Angela Natividad's Live & Uncensored!

03 January 2017

Inklust #22: A Distributed Entity


Can one meet a distributed entity in any meaningful sense?
River of Gods, Ian Mcdonald

River of Gods was one of my favourite books of 2016. It takes place in a time when AI can (and often does) have a sense of self, an identity and capabilities that surpass us in a way we perceive as dangerous.

But it also posits that our sense of identity, our sense of self, is so fundamentally different from that of an AI that we can't even approach each other from the same rational framework. Mankind is characterised by slow data transmission: We have to go places, physically send things or speak in order to convey information, or make it travel.

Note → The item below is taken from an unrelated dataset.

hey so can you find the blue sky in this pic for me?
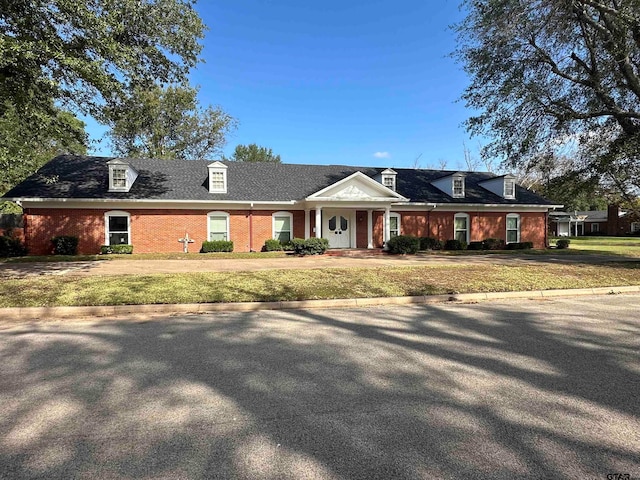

An AI simply copies itself. It's an entity outside space/time; in the book, one AI assistant can be in many places at once, managing your live press conference in one locale while, elsewhere, answering emails, scheduling meetings and picking up calls.

The quote above is a fundamental question that highlights the difference between us and them: Can you actually know (and thus trust) an entity that can be here meeting you, but could conceivably also be here in a thousand other places at once?

In the film Her, this was one of the sticking points for our protagonist. He's having this big conversation with his sultry-voiced OS, a relationship-defining conversation, and he's thrown off by the fact that, however sincere and invested she seems, she's also having a hundred other discussions simultaneously. We can't quite do that, even on our best multi-tasking day.

But today the quote stuck out to me because I started thinking, well, we all do that anyway, within the realm of what is possible. The person I am to my parents is different from the one I am to my close friends, or people who know me exclusively online. Even if we were all to meet in the same room, some people may feel shades of the Angela they don't know, but mostly their existing picture of me would remain intact. 

With this in mind, the biggest difference is that an AI can be all these Angelas simultaneously—having dinner with my parents in California while attending a meeting here in Paris. 

We don't fear artificial intelligence because of its failure to meaningfully relate; we fear the way it challenges our own limitations, our mortality—the way we are enslaved to space/time.

From this angle, it seems petty. My hope in 2017 is not to want to be more than what I am. It doesn't seem to guide us toward anything good. (In River of Gods, it leads to war.)